# CAN YOU HELP? Seeking good livery in north/northwest/west London



## betsy in France (16 January 2015)

Moving to London from France with young ISH mare, and looking for serious (BHS approved?) livery with daily year-round grass turnout and decent facilities for schooling (jump/dressage).  Do NOT need exercising, grooming, tack cleaning etc, but DO need all the rest (I will be there almost every day), and by people who care about the welfare of the horses.  I know nothing about the UK livery scene, so any suggestions/guidance HUGELY appreciated.  Oh, and it needs to be walking distance from tube/train/bus to central London!  Ready to pay the price, if situation warrants.  Many thanks in advance, from Desperately Seeking the Perfect Livery


----------



## Bigbenji (16 January 2015)

When are you planning on bringing your horse over? 

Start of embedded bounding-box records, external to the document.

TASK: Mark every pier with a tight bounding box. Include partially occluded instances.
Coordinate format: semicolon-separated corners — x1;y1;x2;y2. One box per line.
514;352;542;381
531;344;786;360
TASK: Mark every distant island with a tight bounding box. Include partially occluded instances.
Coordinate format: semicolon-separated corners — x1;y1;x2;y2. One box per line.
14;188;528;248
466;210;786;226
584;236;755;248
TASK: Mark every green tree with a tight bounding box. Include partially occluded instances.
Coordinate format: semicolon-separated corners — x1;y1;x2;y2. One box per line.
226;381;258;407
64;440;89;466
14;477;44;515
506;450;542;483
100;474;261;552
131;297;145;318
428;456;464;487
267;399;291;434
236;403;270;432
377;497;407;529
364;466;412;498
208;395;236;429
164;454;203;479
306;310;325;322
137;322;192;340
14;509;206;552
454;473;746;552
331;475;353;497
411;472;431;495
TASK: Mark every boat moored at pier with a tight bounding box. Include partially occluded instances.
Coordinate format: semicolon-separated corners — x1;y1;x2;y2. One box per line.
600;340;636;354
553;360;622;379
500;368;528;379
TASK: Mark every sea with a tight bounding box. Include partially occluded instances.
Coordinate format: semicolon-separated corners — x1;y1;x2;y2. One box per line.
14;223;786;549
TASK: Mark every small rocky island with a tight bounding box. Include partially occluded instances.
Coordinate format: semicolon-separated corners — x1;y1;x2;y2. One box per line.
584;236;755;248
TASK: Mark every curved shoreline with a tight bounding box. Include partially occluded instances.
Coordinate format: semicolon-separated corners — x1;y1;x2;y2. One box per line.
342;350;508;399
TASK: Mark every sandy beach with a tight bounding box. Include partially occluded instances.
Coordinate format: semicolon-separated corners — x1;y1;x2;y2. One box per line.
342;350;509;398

I know of a yard which has spaces coming up from March. Pm me if you want more details


----------



## betsy in France (16 January 2015)

Move wouldn't be until summer, earliest.  But would be great to have details of the yard even if I have to go on a waiting list.  Thanks so much for responding, and do send details.


----------



## Orson Cart (16 January 2015)

The few livery places I know in London have good schooling facilities but are seriously lacking in turn out - one of the downside for London city horses. They tend to take the horses out to the country for a two week holiday of 24.7 turnout! Good luck with your search, Op. xx


----------



## Bigbenji (17 January 2015)

I've pm'd you op! 

If you don't receive my message let me know and I will try again.


----------



## Babushka (2 February 2015)

Hi,

I know of an excellent livery yard in Bricket Wood called Little Munden which you can get a train to from Euston in around 30 mins. It's then a 15 min walk from the train. Great place with friendly, knowledgable staff and the horses are very relaxed


----------



## betsy in France (3 February 2015)

Thanks SO much for your suggestion.  I'll check it out.


----------



## Bigbenji (3 February 2015)

Did you get my private message Betsy?


----------



## betsy in France (3 February 2015)

Got a message from you telling me about Little Munden in Bricket Wood.  Don't know if it was private or not (sorry, I'm pretty lame with these forum posts)


----------